Clarification: My purpose is to compare different methods for selecting/creating priors (or perhaps I should refer to them as predictive distributions for a quantity of interest/parameter). I do not want to select a prior for the particular set of data for which I have the likelihood, but rather I want to figure out in some sense what way of setting up a prior (or predictive distribution) gave the prior that best predicted the data / the likelihood. I'd probably want to ideally do this several time and then look in a frequentist sense at which approach seems to work best when I repeatedly need to create predictive distributions in similar settings.
Original main question: Let's say I have a number of prior distributions (e.g. from different approaches to getting prior distributions or from different experts) for a quantity of interest and that I have now done an experiment to determine the value of the quantity of interest. I want to figure out which priors were the "best". I'm struggeling with how one should actually define "best" in this context.
Let's illustrate this with some hypothetical priors and a likelihood from the experiment. I.e. I don't get a single correct value, but instead e.g. have an estimate and a standard error. Let's use this plot as an example: It seems relatively clear that we would
- favor priors 4 and 5 over 1 and 2, because they are more certain and not proven wrong by the data, and
- favor priors 1, 2, 4 and 5 over prior 3, because prior 3 has the bulk of the probability mass in what seems to be a region not very compatible with the data.

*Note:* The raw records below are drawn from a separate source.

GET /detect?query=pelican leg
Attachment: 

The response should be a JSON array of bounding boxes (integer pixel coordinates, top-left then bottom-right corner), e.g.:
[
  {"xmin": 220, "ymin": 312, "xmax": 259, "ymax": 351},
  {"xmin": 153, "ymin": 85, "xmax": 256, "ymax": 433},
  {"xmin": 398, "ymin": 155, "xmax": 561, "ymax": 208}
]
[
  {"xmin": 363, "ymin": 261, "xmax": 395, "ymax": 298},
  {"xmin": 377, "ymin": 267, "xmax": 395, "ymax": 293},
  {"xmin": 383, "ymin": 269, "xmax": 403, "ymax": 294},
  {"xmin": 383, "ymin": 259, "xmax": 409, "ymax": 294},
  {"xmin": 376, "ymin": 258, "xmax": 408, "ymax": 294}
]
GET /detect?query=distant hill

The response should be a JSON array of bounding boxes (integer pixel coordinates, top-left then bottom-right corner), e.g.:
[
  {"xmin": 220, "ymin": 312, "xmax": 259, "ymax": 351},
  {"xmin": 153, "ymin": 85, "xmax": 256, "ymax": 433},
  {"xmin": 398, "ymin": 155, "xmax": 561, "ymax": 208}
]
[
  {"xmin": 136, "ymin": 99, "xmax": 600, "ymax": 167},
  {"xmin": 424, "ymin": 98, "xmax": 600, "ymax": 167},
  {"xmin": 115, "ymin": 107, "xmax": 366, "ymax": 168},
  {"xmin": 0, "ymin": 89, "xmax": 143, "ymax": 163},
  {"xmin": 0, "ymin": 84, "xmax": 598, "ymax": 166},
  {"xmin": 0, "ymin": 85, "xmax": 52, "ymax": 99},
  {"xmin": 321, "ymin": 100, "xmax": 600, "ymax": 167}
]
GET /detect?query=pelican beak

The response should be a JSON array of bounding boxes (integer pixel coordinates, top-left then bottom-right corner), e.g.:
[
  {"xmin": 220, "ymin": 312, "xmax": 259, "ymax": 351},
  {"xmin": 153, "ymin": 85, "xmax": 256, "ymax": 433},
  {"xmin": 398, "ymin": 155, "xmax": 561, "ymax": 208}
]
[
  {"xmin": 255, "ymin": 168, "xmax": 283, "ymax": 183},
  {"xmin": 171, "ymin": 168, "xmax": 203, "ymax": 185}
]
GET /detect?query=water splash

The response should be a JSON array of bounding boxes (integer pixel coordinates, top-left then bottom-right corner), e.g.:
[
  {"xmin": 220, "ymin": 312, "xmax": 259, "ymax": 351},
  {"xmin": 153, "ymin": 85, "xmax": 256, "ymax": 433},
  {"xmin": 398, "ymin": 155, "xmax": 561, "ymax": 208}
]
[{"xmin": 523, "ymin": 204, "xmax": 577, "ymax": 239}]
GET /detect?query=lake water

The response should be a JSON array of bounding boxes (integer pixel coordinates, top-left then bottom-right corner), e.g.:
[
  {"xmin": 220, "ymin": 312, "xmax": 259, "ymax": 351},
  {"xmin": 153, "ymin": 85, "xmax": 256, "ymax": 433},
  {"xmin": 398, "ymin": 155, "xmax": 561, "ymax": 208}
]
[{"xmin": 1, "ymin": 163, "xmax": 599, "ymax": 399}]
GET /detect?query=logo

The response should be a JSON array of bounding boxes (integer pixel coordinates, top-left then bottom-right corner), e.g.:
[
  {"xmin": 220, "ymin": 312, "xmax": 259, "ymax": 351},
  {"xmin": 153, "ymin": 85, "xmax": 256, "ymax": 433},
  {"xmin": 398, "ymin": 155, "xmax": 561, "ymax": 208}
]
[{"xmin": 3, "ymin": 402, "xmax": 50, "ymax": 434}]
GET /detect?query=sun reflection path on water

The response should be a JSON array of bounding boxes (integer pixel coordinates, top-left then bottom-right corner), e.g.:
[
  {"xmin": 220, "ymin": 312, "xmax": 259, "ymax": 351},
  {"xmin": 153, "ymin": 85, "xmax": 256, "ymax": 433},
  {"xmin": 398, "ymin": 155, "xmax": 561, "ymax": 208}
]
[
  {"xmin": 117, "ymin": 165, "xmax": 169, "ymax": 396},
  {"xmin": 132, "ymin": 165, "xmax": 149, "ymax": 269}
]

A metric like the Hellinger distance (between the priors and the normalized likelihood) would capture those judgments of mine. However, it seems like that's not really such a good metric. E.g. it would strongly favor prior 5 over prior 4, which is, not at all, a clear case. This also becomes more obvious when we have less data and e.g. the likelihood is wider (and e.g. looks like prior 2). It seems wrong to me that prior 4 or 5 would become "worse", because we have less data (but it actually does not contradict the priors, at all). Sure, in the case where the likelihood looks more like prior 2, prior 2 should be considered better than under the likelihood shown above in black, but we could not really say that the data contradicts prior 4 or 5, could we?
I suspect someone must have done research on this topic and/or published about it, but somehow I failed to find the right search terms to find how people typically approach this. Any answers on sensible ways of approaching this problem and/or pointers literature would be appreciated.